In happier times, Mr. Brouse had programs on up to 170 public TV stations, according to the Des Moines Register.
The prosecution charged that Mr. Brouse claimed inflated values for expenditures on films produced in Iowa. The state awarded him $9.2 million in transferable tax credits for the pretend spending, which he sold to investors at a discount for cash. From the Register's story:
Brouse made $3.1 million after his expenses were paid and he obtained the state’s “half-off” credits for filmmaking — before his productions were distributed, according to Iowa’s Department of Revenue.
He split the proceeds with tax credit broker Chad Witter, who faces trial next month on charges related to the program.

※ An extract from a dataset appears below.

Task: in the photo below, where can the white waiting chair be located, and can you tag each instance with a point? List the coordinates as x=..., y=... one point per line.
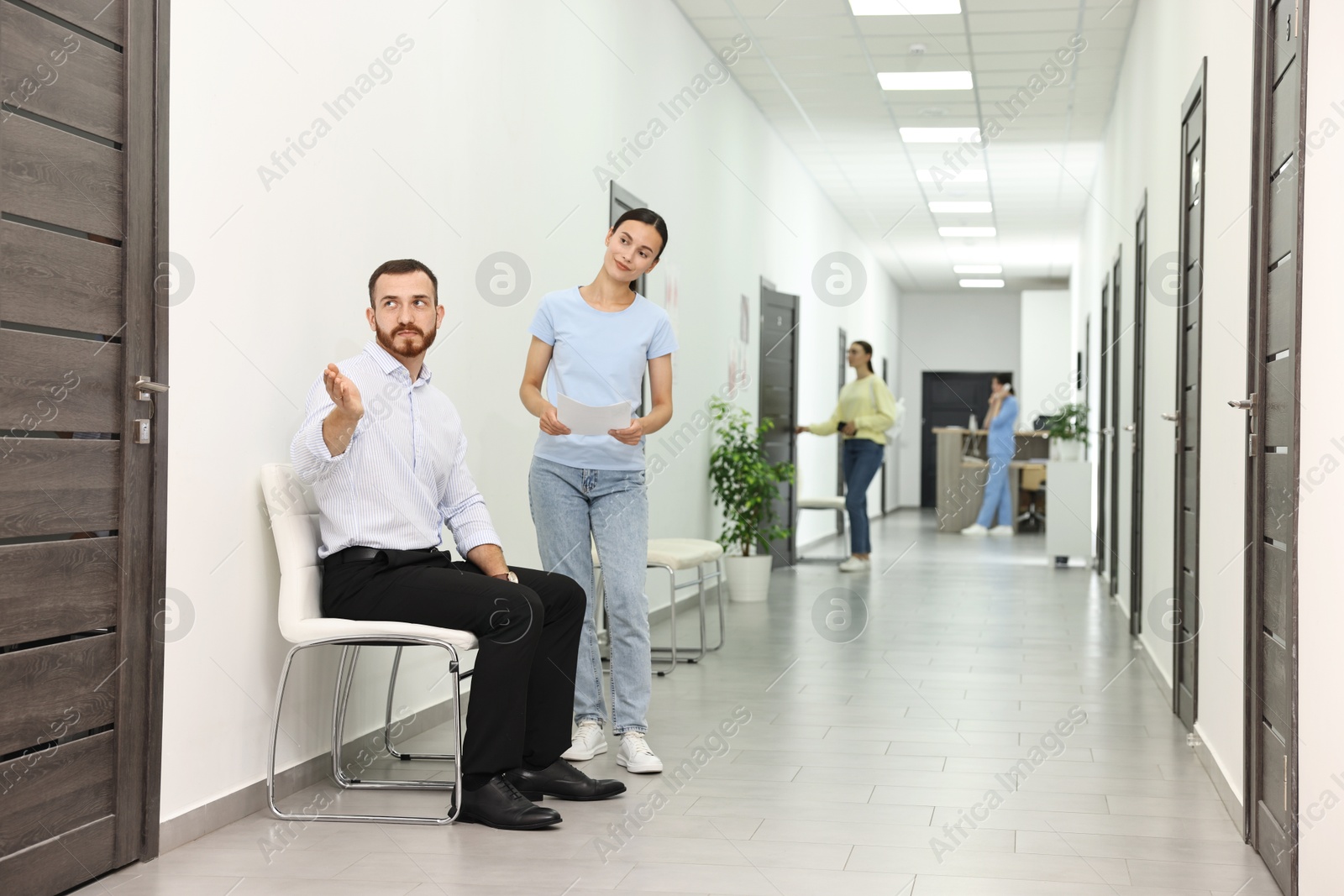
x=674, y=555
x=293, y=520
x=823, y=503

As I had speculated, the prosecution told the jury about pretend "sponsorship" expenses, including a $1 million expense that the "sponsor" claimed was so "grossly overvalued" that it refused to sign off on it.

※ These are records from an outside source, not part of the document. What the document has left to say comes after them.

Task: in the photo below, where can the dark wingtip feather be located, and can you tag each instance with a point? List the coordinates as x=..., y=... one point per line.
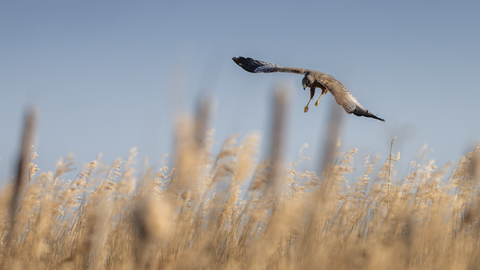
x=371, y=115
x=359, y=111
x=248, y=64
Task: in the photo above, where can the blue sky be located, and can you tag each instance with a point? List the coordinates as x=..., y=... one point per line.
x=108, y=76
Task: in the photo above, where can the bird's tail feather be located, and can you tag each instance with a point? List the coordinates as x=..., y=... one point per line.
x=362, y=112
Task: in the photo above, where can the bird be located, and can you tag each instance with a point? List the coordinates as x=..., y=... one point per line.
x=313, y=79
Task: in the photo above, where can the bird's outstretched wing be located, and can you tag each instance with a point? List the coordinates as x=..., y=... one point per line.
x=346, y=100
x=256, y=66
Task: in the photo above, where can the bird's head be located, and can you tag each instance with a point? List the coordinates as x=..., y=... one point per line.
x=305, y=82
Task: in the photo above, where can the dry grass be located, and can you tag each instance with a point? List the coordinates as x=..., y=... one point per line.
x=196, y=215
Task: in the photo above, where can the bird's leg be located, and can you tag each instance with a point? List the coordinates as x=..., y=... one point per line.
x=312, y=93
x=323, y=93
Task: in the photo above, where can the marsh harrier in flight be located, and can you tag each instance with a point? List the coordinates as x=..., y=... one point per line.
x=313, y=79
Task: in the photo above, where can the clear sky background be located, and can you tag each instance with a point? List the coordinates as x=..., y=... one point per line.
x=107, y=76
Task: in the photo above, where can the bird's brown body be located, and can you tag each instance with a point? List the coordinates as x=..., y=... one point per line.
x=313, y=79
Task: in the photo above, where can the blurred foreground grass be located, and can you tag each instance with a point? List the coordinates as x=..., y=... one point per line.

The film credit program was touted as an "economic development" boon when it was voted into law over the "no" votes of only three of the 150 members of the Iowa legislature. Almost until the very end it received nothing but credulous Tiger Beat-style coverage from the Des Moines Register and other news outlets -- with one exception (CORRECTION: there was another). The Register's story tells whose economy was really developed:
Among the other purchases Brouse made before the film program collapsed: a Nebraska ranch for more than $566,000, bought in May 2009 just after $1 million in credits were transferred by the state.

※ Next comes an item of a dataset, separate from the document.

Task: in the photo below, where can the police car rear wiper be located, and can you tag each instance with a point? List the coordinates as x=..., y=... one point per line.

Fortunately for Iowa, this $30-million plus boondoggle is dead. Unfortunately, this is only one of dozens of economic development credits that Iowa has, all operating in the shadows with little oversight, and almost none from outside media outlets. While the administration of the film credit program was spectacularly bad, it takes a leap of faith to believe that other programs that provide transferable or refundable tax credits to the well-connected and to politicians in the name of "affordable housing," "green energy" or "downtown redevelopment" are run carefully and accurately and claimed with complete honesty.